Saturday, January 30, 2016
Waxing too philosophical this morning - too - something else - a better descriptor - but I can't remember the word; which brings me to the heart of the matter.
Growing up, parents, mentors - those older than you - don't think to explain the concept of aging to the young. Who knows? Would you have listened if they did? I wouldn't have likely. Still and all, one enters the world of aging with little emotional and/or intellectual provision for the coming of the time when you have distanced yourself so far from your youth that it is hard to see yourself in those much younger than yourself.
This has become more than clearly obvious to me since I fell under a new editor within the organization for which I write.
I have been writing professionally since the early 1980's when I went to work for my father writing advertising copy, but before that, I had practiced my craft writing children's books. None of these ever sold, but the practice of putting thoughts into words and words onto paper, was certainly important.
Even after I left advertising to pursue my Biology degrees, I wrote no less than three published papers during my tenure at the university. Once I became gainfully employed as a teacher, I had another article published. Then, after several years concentrating on motherhood, I began writing and blogging again on a consistent basis. I have written and researched hundreds of post over the years, which have, in turn, been shared thousands and thousands of times. When I had time, I'd even submit to online magazines like "American Thinker" where I have also had several published posts.
Apparently, today - I'm guessing because Americans have the attention spans of mosquitoes - writers are taught that, instead of a paragraph containing 3 to 4 sentences woven together to create an image in the reader's mind, a paragraph should consist of 1 or 2 sentences composed of verbiage exciting enough to forcibly propel the reader onward through the piece. This procedure should be undertaken using the least amount of words possible in order to convey a skeleton message suitably deliverable to the dumbed down populace.
I don't write that way. My 20-something editor, however, does.
In fact, he not only doesn't appreciate the need for an actual paragraph, he would prefer that I provide him with unnecessary and disjointed quotes from my interviews to simply pad a piece, when the article could have been written much more concisely with fewer words in a paragraph type format to give the reader some context for the story.
Last night, I - unfortunately - had to correct at least two of his edits because they were simply incorrect. In one, he had misidentified a quote and in another, he used a word that was simply inaccurate to describe the process about which I was writing. This did not appear to go over well with him and, what I can only refer to as an 'editing war' broke out during which I was told to re-write parts of the article that simply made no sense to me at all.
So, here am I. I really need the money I am making for writing - as paltry as it is - and I also need more writing credits in order to find better work. I am uncertain, however, how much I'll be able to take of this 'new' way of writing before actually referring to this young man as a 'whippersnapper'.

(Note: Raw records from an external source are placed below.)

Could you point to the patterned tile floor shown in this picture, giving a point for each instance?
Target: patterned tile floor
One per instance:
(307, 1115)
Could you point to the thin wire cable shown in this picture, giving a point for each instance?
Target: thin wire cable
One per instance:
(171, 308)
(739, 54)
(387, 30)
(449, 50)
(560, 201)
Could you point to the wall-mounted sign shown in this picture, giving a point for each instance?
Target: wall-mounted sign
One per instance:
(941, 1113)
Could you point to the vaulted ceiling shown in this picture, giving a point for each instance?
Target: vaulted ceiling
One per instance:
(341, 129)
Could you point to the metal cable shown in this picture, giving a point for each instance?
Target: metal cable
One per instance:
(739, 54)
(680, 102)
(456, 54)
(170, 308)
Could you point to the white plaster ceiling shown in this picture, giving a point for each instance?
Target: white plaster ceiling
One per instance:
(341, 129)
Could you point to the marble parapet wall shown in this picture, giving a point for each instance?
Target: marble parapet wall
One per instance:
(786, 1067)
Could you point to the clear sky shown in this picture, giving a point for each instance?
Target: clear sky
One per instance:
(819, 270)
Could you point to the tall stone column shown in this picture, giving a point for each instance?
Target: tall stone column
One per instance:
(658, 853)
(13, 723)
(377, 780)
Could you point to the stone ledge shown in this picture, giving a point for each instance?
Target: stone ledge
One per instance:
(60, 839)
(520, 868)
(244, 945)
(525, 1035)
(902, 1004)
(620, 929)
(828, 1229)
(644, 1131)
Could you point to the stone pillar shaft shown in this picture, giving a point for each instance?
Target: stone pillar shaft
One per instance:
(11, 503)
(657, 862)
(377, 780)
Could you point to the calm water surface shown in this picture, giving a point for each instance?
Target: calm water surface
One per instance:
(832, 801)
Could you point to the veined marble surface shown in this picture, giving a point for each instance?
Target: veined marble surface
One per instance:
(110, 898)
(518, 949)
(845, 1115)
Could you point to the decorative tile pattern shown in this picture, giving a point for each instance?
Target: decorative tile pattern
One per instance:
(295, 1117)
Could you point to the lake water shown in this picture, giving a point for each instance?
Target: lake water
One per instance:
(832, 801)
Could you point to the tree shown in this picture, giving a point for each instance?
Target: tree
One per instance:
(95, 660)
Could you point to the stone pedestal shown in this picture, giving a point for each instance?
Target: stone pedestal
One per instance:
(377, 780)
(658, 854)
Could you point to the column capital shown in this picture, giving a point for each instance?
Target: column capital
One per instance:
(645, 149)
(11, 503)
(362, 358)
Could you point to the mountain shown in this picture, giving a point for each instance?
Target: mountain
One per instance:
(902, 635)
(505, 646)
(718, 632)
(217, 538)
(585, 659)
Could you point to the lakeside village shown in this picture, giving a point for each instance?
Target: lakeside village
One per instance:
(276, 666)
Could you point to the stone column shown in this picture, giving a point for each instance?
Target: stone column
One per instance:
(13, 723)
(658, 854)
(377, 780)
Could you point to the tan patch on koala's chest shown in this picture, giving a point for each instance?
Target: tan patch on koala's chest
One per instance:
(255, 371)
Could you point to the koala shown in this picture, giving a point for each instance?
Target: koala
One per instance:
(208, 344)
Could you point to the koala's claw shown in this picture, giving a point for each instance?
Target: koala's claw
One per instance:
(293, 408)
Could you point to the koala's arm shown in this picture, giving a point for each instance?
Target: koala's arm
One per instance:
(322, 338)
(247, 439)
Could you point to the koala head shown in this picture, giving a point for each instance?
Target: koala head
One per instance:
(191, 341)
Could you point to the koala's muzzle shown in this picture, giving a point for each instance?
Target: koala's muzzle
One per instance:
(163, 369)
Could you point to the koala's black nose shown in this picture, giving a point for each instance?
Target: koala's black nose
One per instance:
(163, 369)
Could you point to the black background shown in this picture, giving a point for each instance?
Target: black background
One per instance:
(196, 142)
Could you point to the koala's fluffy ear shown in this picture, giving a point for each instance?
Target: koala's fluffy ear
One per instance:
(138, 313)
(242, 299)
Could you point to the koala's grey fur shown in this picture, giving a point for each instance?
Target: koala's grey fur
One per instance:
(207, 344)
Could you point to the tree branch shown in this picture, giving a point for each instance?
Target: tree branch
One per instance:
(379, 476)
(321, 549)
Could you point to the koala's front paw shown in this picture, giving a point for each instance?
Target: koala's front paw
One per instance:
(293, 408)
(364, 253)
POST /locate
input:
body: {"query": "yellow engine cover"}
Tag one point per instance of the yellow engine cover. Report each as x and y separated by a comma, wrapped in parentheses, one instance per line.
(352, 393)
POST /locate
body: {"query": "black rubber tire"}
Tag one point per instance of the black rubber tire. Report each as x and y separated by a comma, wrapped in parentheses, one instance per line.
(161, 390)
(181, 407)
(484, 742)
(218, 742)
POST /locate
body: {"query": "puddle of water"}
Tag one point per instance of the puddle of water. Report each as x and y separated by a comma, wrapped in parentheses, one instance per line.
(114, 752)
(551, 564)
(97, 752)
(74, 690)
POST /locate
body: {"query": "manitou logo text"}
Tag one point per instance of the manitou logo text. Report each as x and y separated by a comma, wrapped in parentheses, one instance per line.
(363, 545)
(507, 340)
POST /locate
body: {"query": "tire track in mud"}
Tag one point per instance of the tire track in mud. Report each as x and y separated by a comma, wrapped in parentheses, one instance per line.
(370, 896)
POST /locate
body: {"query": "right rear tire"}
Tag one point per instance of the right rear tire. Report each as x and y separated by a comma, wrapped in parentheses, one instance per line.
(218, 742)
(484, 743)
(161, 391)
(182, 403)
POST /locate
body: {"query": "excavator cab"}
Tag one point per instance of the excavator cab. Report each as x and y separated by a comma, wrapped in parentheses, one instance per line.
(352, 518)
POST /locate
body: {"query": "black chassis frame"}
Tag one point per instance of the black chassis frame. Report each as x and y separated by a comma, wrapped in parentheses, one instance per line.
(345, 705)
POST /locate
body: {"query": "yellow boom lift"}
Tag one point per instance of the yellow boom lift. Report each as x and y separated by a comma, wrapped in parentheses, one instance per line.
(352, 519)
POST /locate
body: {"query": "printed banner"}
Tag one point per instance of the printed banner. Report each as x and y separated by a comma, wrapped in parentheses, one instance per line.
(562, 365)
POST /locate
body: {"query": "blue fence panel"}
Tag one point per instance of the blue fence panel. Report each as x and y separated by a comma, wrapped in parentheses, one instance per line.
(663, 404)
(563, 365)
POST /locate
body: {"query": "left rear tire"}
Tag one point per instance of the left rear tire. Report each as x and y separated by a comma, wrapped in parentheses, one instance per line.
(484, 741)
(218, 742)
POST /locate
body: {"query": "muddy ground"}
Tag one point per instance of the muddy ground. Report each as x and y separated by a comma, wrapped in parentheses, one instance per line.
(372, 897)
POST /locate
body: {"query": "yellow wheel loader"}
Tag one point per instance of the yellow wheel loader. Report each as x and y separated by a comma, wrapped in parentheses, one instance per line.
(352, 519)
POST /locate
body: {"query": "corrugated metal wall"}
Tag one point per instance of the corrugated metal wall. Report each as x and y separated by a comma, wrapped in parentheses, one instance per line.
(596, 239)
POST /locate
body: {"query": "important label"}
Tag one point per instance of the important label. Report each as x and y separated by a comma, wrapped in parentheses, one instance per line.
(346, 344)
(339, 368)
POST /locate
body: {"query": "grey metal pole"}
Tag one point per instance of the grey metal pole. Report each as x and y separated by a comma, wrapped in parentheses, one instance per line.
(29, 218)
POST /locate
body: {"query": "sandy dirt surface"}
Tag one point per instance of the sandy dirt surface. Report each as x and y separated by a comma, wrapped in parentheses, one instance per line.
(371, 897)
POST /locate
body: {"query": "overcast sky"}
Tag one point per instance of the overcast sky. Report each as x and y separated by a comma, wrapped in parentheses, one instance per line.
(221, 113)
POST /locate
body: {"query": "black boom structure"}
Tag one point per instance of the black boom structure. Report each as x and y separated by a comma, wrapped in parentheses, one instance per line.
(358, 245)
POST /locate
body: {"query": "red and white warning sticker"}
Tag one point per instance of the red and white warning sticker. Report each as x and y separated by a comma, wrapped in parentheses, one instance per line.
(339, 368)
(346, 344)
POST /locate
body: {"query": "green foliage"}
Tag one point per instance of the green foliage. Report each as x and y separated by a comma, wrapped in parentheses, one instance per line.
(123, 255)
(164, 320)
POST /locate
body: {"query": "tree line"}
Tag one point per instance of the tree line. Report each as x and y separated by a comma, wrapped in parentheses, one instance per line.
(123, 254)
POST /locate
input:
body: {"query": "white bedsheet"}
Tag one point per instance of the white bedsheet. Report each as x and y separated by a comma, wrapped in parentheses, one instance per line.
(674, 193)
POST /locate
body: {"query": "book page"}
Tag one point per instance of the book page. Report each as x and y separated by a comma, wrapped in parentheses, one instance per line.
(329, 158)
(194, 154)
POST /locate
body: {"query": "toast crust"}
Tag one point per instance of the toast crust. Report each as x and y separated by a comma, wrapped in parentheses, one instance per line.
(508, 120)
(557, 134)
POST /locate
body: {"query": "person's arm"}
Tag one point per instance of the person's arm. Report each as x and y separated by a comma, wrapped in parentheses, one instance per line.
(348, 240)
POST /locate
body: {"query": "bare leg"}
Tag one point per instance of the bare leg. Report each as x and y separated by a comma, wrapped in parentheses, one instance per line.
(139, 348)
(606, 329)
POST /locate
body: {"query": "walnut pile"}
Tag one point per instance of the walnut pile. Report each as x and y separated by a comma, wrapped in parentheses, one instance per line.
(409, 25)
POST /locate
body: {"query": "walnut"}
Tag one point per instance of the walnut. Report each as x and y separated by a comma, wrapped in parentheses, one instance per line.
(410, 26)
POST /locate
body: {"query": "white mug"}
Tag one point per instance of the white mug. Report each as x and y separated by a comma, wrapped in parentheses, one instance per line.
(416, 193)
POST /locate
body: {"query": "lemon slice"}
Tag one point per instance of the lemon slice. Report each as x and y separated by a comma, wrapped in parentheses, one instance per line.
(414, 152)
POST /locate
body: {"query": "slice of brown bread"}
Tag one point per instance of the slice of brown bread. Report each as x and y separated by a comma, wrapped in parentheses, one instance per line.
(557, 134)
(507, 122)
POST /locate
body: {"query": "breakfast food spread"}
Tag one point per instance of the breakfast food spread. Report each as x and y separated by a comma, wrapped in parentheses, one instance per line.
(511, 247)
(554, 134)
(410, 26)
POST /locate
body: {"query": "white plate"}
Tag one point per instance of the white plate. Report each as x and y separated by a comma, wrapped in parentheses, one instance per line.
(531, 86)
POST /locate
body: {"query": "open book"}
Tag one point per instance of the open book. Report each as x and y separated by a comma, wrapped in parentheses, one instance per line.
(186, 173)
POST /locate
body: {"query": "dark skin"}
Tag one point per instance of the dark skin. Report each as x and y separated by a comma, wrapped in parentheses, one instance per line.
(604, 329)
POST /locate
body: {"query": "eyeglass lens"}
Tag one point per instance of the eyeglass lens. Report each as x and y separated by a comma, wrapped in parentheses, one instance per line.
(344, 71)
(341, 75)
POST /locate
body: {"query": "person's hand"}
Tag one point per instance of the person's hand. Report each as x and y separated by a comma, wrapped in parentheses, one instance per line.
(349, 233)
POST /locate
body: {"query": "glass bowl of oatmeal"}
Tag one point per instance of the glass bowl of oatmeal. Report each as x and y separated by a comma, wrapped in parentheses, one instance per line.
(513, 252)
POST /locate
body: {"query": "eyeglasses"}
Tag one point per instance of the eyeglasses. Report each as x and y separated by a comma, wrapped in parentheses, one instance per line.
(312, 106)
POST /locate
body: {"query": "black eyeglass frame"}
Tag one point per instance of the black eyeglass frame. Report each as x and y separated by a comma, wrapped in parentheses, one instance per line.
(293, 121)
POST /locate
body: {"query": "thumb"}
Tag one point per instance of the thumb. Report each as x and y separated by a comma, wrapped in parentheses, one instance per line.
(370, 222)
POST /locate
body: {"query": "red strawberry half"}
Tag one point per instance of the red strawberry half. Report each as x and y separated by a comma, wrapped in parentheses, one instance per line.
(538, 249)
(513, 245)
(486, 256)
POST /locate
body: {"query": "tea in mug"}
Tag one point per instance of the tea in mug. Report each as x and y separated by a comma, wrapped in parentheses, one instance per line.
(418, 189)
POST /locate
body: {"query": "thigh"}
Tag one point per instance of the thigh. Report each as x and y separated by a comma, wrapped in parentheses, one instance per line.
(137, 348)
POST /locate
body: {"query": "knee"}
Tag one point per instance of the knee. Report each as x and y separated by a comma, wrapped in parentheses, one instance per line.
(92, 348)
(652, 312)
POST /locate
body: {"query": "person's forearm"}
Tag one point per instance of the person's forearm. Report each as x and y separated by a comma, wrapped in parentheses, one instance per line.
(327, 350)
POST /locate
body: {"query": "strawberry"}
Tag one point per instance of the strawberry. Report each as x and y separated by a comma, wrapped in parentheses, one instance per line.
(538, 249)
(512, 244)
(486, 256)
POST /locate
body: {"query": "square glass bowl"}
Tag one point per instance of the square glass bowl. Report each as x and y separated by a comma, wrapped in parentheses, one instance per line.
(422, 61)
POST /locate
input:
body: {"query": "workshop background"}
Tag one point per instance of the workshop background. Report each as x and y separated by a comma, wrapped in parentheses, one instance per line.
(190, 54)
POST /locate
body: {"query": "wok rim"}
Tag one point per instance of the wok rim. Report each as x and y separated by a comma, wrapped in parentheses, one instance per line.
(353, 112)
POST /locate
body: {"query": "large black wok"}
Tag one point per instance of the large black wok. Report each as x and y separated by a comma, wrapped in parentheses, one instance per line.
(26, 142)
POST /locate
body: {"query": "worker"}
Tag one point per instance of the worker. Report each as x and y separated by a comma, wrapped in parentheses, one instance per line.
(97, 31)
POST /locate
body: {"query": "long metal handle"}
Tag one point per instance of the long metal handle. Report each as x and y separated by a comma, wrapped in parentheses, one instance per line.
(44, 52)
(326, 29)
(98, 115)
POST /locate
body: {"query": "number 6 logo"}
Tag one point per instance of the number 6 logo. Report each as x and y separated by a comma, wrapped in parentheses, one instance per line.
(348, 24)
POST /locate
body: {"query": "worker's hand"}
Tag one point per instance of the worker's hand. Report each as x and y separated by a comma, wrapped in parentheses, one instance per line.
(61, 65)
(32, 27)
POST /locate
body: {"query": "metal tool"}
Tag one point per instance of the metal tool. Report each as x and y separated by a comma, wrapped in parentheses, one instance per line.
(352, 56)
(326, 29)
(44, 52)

I guess part of the matter is this: I have finally reached the point in my life where I have more to look back on than to expect. I have finally reached the point where those employing me are not only not likely to be my age, but be much younger than I - which can be difficult depending upon the personalities involved. It's hard to admit, I suppose, that I have finally reached the point where my expertise - the things I have learned over a hard-earned lifetime - will be seen as 'unnecessary' or 'cumbersome' or, dare I say it....'old fashioned'.
We all know that after a certain age, we (most of us) begin to think less of ourselves and more of others - namely our children - but we don't stop to realize how much less others will think of us as we age. This is quite a face-slapping moment.
The last several months have been physically hard. After a knee dislocation I suffered at the hands of my inattention to the horse I was riding, I've been alternately pleased at my recovery (my proudest moment being when the young Physicians Assistant told me I was recovering as well as some athletes they work with though they don't usually do ACL/PCL surgeries on adults over 40 - I was 52), and frustrated that I'll more than likely not be able to do some of the things I've done previously. Yes, my ice hockey career is finished, but then so is my ability, in some ways, to physically protect myself from others who might want to harm me or my kids (and yes, we have to think about such things in these times, it's sad to say).
There's no way to stop the physical aging process. Plastic surgery is for movie stars and those with less self-esteem and more money than they should have, and it doesn't retrograde your aging bones and joints.
It's not only a shame, but a conundrum as well, that while my physical parts deteriorate, my brain processes, uploads, deciphers and analyzes more information than it ever did in a younger body more concerned with motion than intellect. So, as with others my age and older, I am struck with the knowledge that, while my gray hair signals to the young a sense of infirmity and anachronism, had my brain a body of its own, like a ninja, it would beat theirs senseless in a matter of seconds. It's how to live with this knowledge, I suppose, that is the true problem of aging.